I have an old drill press my father gave me many years ago and I recently became curious about it. I have been searching for information on it, but to no avail. The kicker is that I cannot find any model number on it and the only identifier is the brand label on the face. It is a Tookkraft Durra James floor standing drill. Other pictures I have found online are nothing like this model.
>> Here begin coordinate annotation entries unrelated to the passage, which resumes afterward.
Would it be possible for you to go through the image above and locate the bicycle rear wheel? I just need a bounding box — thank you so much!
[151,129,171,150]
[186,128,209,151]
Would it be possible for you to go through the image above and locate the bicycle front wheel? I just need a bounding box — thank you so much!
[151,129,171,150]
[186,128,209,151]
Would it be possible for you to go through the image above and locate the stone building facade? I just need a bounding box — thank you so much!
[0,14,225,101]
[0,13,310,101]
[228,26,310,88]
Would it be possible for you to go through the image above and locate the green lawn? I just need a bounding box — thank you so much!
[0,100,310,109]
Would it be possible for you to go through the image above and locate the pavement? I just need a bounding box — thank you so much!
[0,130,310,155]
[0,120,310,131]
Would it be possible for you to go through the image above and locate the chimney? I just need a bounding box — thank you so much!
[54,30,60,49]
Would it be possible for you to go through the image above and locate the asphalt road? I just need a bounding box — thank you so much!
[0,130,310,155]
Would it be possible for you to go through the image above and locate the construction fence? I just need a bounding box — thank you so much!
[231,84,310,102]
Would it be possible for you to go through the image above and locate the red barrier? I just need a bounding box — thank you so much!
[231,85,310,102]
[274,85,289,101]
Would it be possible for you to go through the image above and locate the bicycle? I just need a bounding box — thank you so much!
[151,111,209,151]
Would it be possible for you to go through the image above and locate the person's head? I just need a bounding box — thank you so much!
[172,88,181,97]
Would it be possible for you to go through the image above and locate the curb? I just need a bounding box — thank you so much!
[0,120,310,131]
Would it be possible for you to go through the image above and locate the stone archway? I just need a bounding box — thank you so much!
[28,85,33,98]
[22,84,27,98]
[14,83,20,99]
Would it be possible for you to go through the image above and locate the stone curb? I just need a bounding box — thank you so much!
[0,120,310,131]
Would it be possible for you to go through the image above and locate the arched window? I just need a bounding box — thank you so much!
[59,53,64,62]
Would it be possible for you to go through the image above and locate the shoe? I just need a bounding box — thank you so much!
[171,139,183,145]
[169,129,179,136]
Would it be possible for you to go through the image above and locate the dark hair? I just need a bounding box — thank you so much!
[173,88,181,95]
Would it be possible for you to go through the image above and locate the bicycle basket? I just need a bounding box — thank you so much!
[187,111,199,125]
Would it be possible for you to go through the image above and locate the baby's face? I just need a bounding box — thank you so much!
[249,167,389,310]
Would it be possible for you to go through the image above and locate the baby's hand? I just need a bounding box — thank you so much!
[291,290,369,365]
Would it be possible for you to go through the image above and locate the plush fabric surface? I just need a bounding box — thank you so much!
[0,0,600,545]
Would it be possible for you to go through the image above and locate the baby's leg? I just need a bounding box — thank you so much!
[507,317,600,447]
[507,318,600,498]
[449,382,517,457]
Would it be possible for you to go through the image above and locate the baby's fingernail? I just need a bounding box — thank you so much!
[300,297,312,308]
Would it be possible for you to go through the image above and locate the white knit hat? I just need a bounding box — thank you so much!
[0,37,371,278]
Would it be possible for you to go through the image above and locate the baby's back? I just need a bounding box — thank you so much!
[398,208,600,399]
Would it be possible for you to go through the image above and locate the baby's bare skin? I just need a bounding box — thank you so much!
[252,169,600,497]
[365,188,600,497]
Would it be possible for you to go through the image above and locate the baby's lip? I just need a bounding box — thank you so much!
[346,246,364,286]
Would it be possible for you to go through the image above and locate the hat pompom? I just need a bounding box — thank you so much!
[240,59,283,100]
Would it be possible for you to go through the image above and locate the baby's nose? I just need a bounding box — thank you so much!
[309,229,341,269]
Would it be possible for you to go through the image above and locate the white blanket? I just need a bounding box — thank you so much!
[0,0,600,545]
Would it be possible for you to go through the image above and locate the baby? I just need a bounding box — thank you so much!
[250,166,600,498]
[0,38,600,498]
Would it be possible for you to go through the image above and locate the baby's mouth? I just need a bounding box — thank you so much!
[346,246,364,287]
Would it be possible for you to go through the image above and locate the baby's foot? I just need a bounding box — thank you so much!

Some help in identifying it would be great.


Thanks.


Rich.


----------



## Tool Agnostic (Aug 13, 2017)

Did you find this in your web searches?
http://vintagemachinery.org/mfgindex/detail.aspx?id=240

See also (search for "drill press"):
http://vintagemachinery.org/mfgindex/detail.aspx?id=240&tab=4
http://vintagemachinery.org/mfgindex/detail.aspx?id=240&tab=5

I wonder if you have a model 350 (benchtop) or 350B that was home-brew remounted as a floor model?


----------



## Harleymike (Aug 21, 2019)

IMG_3600.jpeg


Sent from my iPhone using Tapatalk


----------



## richdvt (Oct 23, 2020)

Tool Agnostic said:


> Did you find this in your web searches?
> Darra-James Corp. / ToolKraft Corp. - History | VintageMachinery.org
> 
> See also (search for "drill press"):
> ...


Thanks for the links. I had found the first link you referenced and other items on Toolkraft, but as with the second links, nothing that matches the drill press that I have. Some are similar, but not quite the same. The base and column do not look homemade in any way. I can get additional pics if that helps at all.


----------



## richdvt (Oct 23, 2020)

Harleymike said:


> IMG_3600.jpeg
> 
> 
> Sent from my iPhone using Tapatalk


Forgive me as I am new to this site, but I don't see a way to view the jpg that you sent. Please let me know how I can view it or if it got stripped, resend it.

Thanks.


----------



## Tool Agnostic (Aug 13, 2017)

I couldn't see the image either. Not on the old website nor the new website. I ignored the post, waiting to see if you replied to my comment.


----------